Suppose we want to solve a subset sum instance where the set has size $k$ (i.e., contains $k$ integers), and suppose this takes $n$ bits to write down. The dynamic programming approach builds up a table with $k$ rows and one column for each possible partial sum. How big is this table? Well, surely $k\leq n$, since we can't write down more than $n$ numbers in only $n$ bits. However, a partial sum is the sum of some number of integers, each of which takes about $n/k$ bits to write down. So that sum is also going to take roughly $n/k$ bits to write down. That means that there are roughly $2^{n/k}$ columns in our table, so our table is exponentially large and we can't populate it in polynomial time.
The algorithm runs in pseudopolynomial time, which means that it runs in time bounded by some polynomial in the numbers represented in the instance, rather than in the number of bits required to write them down.
(In fact, this dynamic programming approach uses even more memory than doing dynamic programming on subsets.

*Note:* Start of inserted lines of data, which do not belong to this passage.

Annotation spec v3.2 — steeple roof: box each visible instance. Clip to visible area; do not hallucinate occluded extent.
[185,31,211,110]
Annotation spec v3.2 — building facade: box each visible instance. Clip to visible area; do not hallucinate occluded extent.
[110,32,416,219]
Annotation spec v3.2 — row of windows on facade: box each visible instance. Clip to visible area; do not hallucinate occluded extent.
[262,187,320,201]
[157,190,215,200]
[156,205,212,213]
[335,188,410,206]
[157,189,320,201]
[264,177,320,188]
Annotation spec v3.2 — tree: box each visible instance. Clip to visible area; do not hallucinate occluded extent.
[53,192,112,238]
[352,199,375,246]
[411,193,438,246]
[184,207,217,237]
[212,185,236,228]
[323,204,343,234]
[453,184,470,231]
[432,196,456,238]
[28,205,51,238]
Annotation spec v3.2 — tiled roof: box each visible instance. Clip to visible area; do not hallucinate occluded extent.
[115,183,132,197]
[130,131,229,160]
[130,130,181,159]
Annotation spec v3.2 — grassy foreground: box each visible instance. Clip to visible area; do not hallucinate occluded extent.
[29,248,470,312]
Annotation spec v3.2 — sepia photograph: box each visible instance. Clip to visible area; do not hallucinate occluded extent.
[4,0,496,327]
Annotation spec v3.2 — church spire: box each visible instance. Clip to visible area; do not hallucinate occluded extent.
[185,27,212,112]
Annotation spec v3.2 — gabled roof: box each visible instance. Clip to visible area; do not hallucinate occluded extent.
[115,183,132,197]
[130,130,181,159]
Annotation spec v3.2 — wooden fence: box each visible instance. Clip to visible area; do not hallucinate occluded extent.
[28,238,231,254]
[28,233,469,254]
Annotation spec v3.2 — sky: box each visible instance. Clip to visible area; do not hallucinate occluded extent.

Suppose, for example, that your set is $\{1,100\}$. There are only three nonempty subsets but you're likely to decide that a partial sum could be anywhere between $0$ and $101$, giving a table with two rows and $101$ columns, instead of two rows and three columns.
There are indeed no polynomial time algorithms to solve subset-sum, but there are pseudo-polynomial time algorithms. What does this mean ? That their running time is polynomial in the numeric values, but exponential in the length of the input, because that is logarithmic in the numeric values ( binary representations, and not unary ).
That is by the way the difference between strong and week NP-completeness.
The subset sum problem can easily be solved in polynomial time in the number of items, and the sizes of the items. However, to be in NP, the solution must be in polynomial time in the problem size. Say all items are <= 9999, then I only need 4 digits to write down a number. If all items are less than a billion billion billions, then I need only 27 digits to write down each item size. 1000 such items, there are solutions in polynomial time in 1000 and a billion billion billions. NP wants polynomial time in 1000 and 27.